Respecto a la dimensión del problema surgido tras la denuncia por los prácticos de El Musel del convenio firmado entre Autoridad Portuaria de Gijón y Sasemar, el presidente de esta última entidad señaló que no tiene noticia de que surgiera similar polémica en ningún otro puerto de España, pero, en todo caso, insistió en que el convenio marco entre Sasemar y Puertos del Estado es un documento base que «estamos abiertos a que sea perfeccionado».

Nuevas competencias

El conflicto con los prácticos no es la única polémica que rodeó a Rafael Rodríguez Valero en su última visita a Gijón.
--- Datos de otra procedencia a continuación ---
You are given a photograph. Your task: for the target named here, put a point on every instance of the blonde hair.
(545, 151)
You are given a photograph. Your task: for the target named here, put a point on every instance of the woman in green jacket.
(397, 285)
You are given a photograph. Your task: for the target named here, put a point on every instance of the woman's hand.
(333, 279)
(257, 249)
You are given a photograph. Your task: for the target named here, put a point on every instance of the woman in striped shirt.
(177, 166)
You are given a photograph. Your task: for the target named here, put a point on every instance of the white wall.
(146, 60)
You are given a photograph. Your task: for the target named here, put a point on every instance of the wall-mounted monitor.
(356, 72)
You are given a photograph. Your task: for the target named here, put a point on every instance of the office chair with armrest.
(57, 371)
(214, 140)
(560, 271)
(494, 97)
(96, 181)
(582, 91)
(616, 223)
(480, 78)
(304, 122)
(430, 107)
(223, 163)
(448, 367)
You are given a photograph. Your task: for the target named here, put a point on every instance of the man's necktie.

Marina Mercante ha presentado un proyecto de decreto que habilitaría a los propietarios de titulaciones para el gobierno de embarcaciones deportivas (Capitán de Yate, Patrón de Yate y Patrón de Embarcaciones de Recreo) para realizar algunos trabajos profesionales de escaso relieve, objetivo contestado por los profesionales.

En ese sentido, Rodríguez Valero indicó que se trata de reconocer oficialmente algo que está sucediendo en la práctica y que, a su juicio, no perjudicaría a los profesionales porque «no conozco a ningún capitán ni a ningún piloto que realice las funciones que pretendemos incluir entre las competencias de las titulaciones deportivas».

Entre las ventajas del cambio, el titular de Marina Mercante señaló que «facilitaría el acceso de los jóvenes al mercado de trabajo».

El actual Gobierno tiene intención de dejar la nueva normativa aprobada antes de que finalice la legislatura actual, si bien el borrador de real decreto será sometido a información pública y a debate entre las partes implicadas durante la tramitación, de forma que «no hablamos de un documento cerrado, sino de una propuesta sobre la que estamos dispuestos a dialogar».


COMENTARIOS DE AEMC


Hay límites que nunca deberían ser rebasados. Cuando hay cientos de profesionales de todo el escalafón profesional en paro,  cuando acaban de producirse 22 detenciones y hay más de 800 implicados en la falsificación de titulaciones náuticas, crear una nueva profesión para el manejo de embarcaciones de recreo es un despropósito en toda regla.